On Wednesday 19 Feb 2003 12:24 am, you wrote:
> Shridhar,
>
> I must disagree with "that's is an OS's job".
> OSs try to be generic. With databases, we know more about the data
> structure.
>
> If a large table could be split (partitioned) based on specific key, we
> could expect huge improvements for agregates queries for example when
> that key is involved.
Well, you can create a base table and inherit four or five of them. But that
does not solve the problem really, because postgresql as such does not
support different disk storage area that granularly.
> Also, DBA must be able to place table on different file systems. They
> know more about the application than the OS does.
Certainly. But the advantage will not be visible unless you put it on a disk
that is on separate IDE or SCSI channel. Now that you have a large database,
are you using more than one SCSI channel? Otherwise just putting on different
disks will not help as much.
> Even Postgresql has to be told to perform vaccum and analyze.
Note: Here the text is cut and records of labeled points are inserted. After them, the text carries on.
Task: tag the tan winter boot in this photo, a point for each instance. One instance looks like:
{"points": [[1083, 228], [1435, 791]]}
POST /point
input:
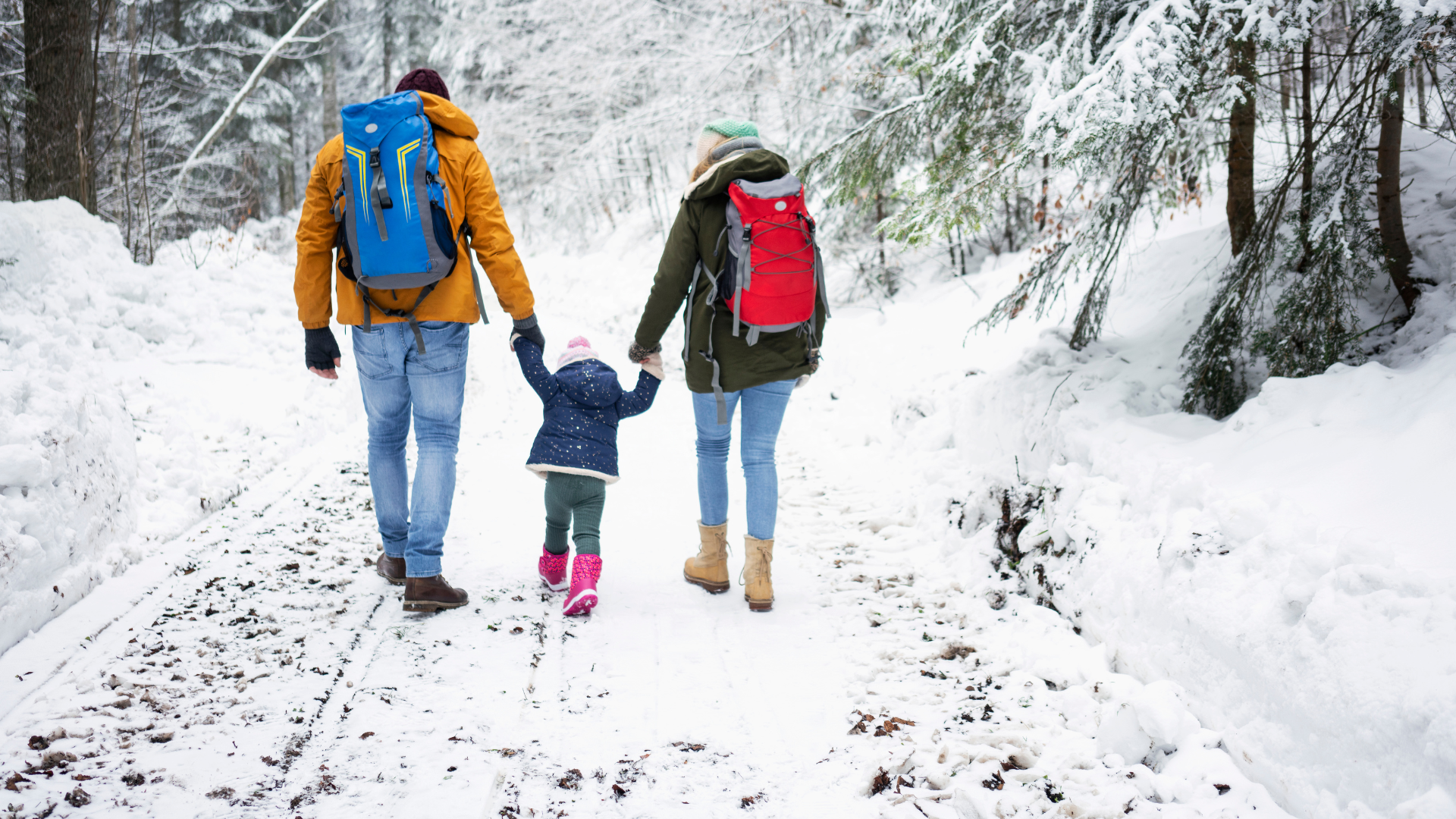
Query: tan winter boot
{"points": [[758, 575], [710, 566]]}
> If the OS had enough intelligence we could trust it to do a good job,
> but until then ...
Partially true. Postgresql could have done vacuum at runtime at the cost od
performance. So developers delegated the task to admin.
Looking for a solution in problem, the real benefits won't be visible unless
you put it on a different disk channel. Otherwise RAID is your best bait now
as OS can handle it intelligently and it enhances the IO bandwidth immensely.
Other than that you can not do much with postgresql right now.